While the Morrill Act called for the teaching of agriculture and mechanical arts, it did not specifically call for research to be conducted in these areas. To rectify the situation and establish a scientific basis for the subject matter, Congress passed the Hatch Act in 1887. This act established Agricultural Experiment Stations at the land-grant colleges. This legislation actually had two purposes. It called for “scientific investigation and experiment respecting the principles and applications of agricultural science” and it also called for “diffusing among the people of the United States useful and practical information on subjects connected with agriculture.” The provision for diffusing information was designed to show the value of land-grant colleges to the farmers. This provision of the Hatch Act eventually led to the establishment of the Cooperative Extension Service and the teaching of agriculture in the public schools. By the beginning of the new century, scientists throughout the land were at work on agricultural research projects.

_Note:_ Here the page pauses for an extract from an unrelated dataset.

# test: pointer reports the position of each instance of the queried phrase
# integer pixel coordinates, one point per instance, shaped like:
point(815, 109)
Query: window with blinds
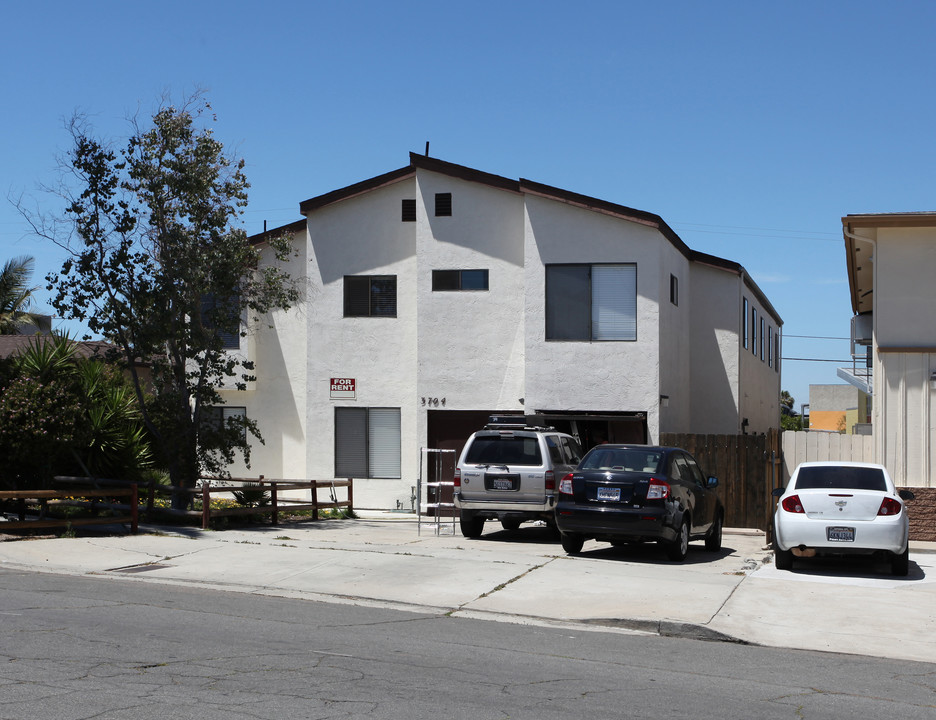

There are thousands of examples of the impact from the work undertaken by the land-grant universities. One scientist, Mark Carleton, traveled for the US Department of Agriculture to Russia where he found and imported the rust and drought-resistant winter wheat which now makes up more than half of the United States wheat crop. Other agricultural scientists made equally important contributions over the years. Marion Dorset conquered the devastating “hog cholera,” and George Mohler, the menacing “hoof-and-mouth disease.” From North Africa, one researcher brought back Kaffir corn; from Turkestan, another imported yellow-flowering alfalfa. Luther Burbank in California produced scores of new fruits and vegetables; in Wisconsin, Stephen Babcock invented a test for determining the butter-fat content of milk; at Tuskegee Institute in Alabama, the great scientist, George Washington Carver found hundreds of new uses for the peanut, the sweet potato, and the soybean.

Now, some 162 years later, this tradition continues across America through the network of 112 land-grant universities that serve students in every state, the District of Columbia, and the five inhabited U.S. territories.